In the meantime There are things you can try. It might be an idea to go back to basics and make walks fun and less stressful for awhile. If shes ok in the car and you can it might be an idea to drive to quieter areas like a park after busy times and where they are only a few dogs while she and you gets confidence back. Then gruadully build up to quiet side roads and then busier areas as she copes. If theres someone you know with a calm confident dog she likes and you can walk her with that will help. You can try her with treats with dogs at a distance, if you can turn her 180 degrees so shes facing the other way it would break eye contact and focus on the dog. Try high value treats, hot dogs, chicken and cheese and do the sit and watch me. My favourite is cheese like primula in the tube, most dogs love it and will carry on licking and trying to get it out the tube.

One thing are you finding that you get tense and worried about taking her out.? I know its easier said then done but if you are that will also be picked up by her and will add to her anxiety confirming in her mind there is something to worry about.

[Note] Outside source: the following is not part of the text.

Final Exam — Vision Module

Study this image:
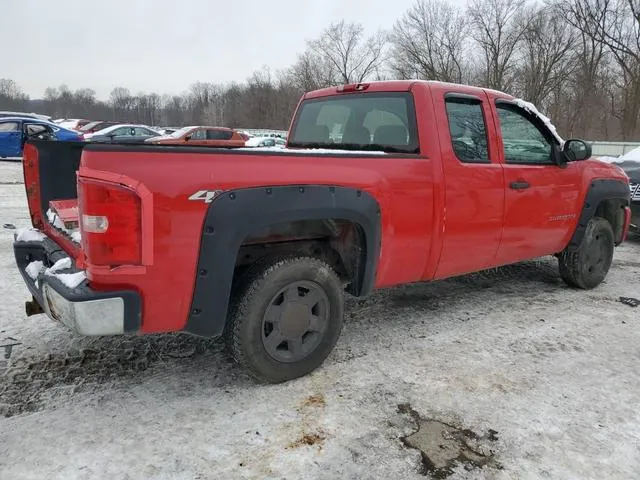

So try to be calm if you can.

Hope this might help.


----------



## Rottiefan (Jun 20, 2010)

Very good posts above. One more thing you may like to try is a clicker. The beauty about this method is that the clicker is a sound that the dog only hears when she gets a treat. Using 'watch me' commands are good, but sometimes they can be ignored easier than a clicker. 

Basically, as soon you see another dog, click the clicker and give her a treat. Obviously you need to do this before she gets worked up. To start, you'll need to 'load' the clicker's sound. So, at home, practise some basic obediance and whenever she does something you ask, like 'sit' or retrieves a ball etc., click and treat. Use high-value treats to build the association that click means a treat. You are effectively marking good behaviour. 

From then, you can build positive associations with other dogs out on walks. It works in a number of stages: 1) When she sees another dog, click and treat 2) When she sees another dog, click and wait for her to look up at you, expecting a treat- then give her one 3) Then, she'll eventually look up at you automatically upon seeing another dog, which you click and treat for 4) Remove the clicker and just treat when she looks up 5) Phase out the treats, so she gets 1 treat for looking up at you twice, instead of once, then every three times, she gets a treat etc. Substitute treats for praise.

The above stages need to completed one at a time so that she can do each consistently before you move to the next stage. You can begin to bring in a 'watch me' too around stage 3 or 4, if you like. 

Hope this helps. It sounds complicated but it really isn't. It's my favourite method when beginning to work with dogs who are reactive or nervous in different environments.


----------